VISCONTI

Il primo contatto di Petrarca con i Visconti fu ostile: nel 1344 Bruzio, figlio naturale di Luchino, nascondendosi sotto falso nome lo accusò di aver ricevuto un'incoronazione poetica prematura e immeritata; le lettere con cui Petrarca gli rispose (Epystole II 10 e 17) inaugurarono la sua usanza di non nominare l'obiettivo polemico, in questo caso celandolo dietro lo pseudonimo di Zoilo.
Meglio andò negli ultimi anni trascorsi da Petrarca a Parma fra lui e Luchino, che aveva conquistato la città nel 1345: le tre lettere di cui è destinatario (Epystole II 11 e III 6; Familiares VII 15) accompagnano o promettono doni e celebrano le sue doti di protettore delle lettere, insomma prefigurano i rapporti che poi intercorsero fra Petrarca e i successori di Luchino nella signoria di Milano ma che per allora non poterono trovare sviluppo, data la morte di Luchino nel 1349.

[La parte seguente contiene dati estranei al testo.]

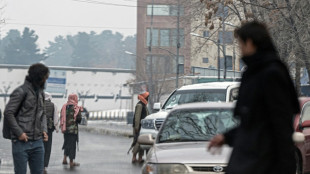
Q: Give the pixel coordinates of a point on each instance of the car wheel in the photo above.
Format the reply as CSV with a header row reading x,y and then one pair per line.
x,y
298,164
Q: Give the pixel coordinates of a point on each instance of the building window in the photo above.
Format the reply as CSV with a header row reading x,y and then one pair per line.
x,y
205,33
174,36
154,37
164,37
205,60
228,62
228,37
164,10
241,64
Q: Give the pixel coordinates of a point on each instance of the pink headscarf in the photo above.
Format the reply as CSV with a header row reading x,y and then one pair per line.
x,y
72,100
142,97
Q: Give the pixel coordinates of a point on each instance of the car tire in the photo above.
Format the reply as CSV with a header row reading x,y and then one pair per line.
x,y
298,163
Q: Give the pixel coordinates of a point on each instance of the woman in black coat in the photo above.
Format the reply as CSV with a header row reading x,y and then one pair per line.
x,y
267,102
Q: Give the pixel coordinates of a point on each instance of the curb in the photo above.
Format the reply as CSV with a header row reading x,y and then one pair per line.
x,y
106,131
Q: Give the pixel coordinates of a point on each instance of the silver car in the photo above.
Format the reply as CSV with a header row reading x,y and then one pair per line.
x,y
180,146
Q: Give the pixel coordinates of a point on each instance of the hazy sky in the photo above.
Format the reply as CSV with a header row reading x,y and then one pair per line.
x,y
50,18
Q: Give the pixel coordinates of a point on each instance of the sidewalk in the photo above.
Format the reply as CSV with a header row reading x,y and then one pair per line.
x,y
108,128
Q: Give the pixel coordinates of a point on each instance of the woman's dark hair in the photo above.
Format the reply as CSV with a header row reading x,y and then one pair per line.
x,y
258,33
36,73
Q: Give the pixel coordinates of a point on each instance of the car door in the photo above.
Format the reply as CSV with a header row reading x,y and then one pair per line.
x,y
305,116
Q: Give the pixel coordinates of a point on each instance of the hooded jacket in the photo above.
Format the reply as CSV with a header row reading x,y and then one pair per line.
x,y
25,112
266,104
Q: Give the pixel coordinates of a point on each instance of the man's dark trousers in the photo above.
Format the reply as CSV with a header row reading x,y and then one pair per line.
x,y
31,152
48,147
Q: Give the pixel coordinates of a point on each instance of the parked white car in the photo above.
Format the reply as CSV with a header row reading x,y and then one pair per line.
x,y
181,144
204,92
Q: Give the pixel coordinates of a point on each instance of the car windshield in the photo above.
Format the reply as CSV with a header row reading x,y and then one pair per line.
x,y
192,96
196,125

Fu l'arcivescovo Giovanni, fratello di Luchino, ad accogliere Petrarca di ritorno dalla Provenza nel 1353 e a invitarlo a stabilirsi a Milano. La spregiudicatezza con cui Petrarca accettò l'invito mostrava una piena comprensione dei meccanismi del potere politico, impegnato ad accreditarsi anche in un ruolo culturale ("Mentre infatti io gli domandavo molto minuziosamente che cosa volesse da me, [...] mi rispose che da me non voleva altro che la mia presenza, la quale credeva dovesse onorare lui e il suo dominio" (1) , Familiares XVI 12), ed era destinata a fare scuola per i secoli futuri, segnati dalle figure complementari del letterato cortigiano e del principe mecenate. Tuttavia la promessa di libertà fatta dall'arcivescovo non venne pienamente mantenuta: negli otto anni del suo soggiorno milanese Petrarca dovette adattarsi a svolgere vari compiti in servigio dei Visconti, prima dello stesso Giovanni (morto nel 1354) e poi dei tre nipoti che si divisero la signoria dello stato dopo la sua morte, Matteo II (morto nel 1355), Galeazzo II e Bernabò. In questa attività trovano posto la partecipazione a tre ambasciate (a Venezia nel 1353, a Praga nel 1356, a Parigi nel 1361), la stesura di non meno di sei lettere ufficiali (ovviamente tutte escluse dall'epistolario) per conto di Galeazzo o di Bernabò e altri incarichi di rappresentanza quali il ricevimento dell'imperatore Carlo IV a Mantova nel 1354 e l'orazione tenuta dopo il riacquisto di Novara nel 1358. Per contro non c'è traccia di corrispondenza con i signori di Milano, a eccezione di un carme (Epystole III 29) dedicato a Bernabò per il battesimo del figlio Marco nel 1353 e che non può essere considerato una vera lettera.
Petrarca ebbe rapporti con vari uomini della corte viscontea, senza però stringere amicizie profonde con nessuno di loro: vanno ricordati il futuro genero Francescuolo da Brossano, Pandolfo Malatesta e Giovanni Mandelli (rispettivi dedicatari di una redazione del Canzoniere e dell'Itinerarium). Anche dopo la fine della sua residenza milanese, nel 1361, non sciolse i legami con i Visconti, che continuarono a ospitarlo per anni a Pavia.

(1) "Dum enim scrupulosius quererem quid ex me vellet, [...] nichil ex me velle respondit nisi presentiam meam solam, qua se suumque dominium crederet honestari".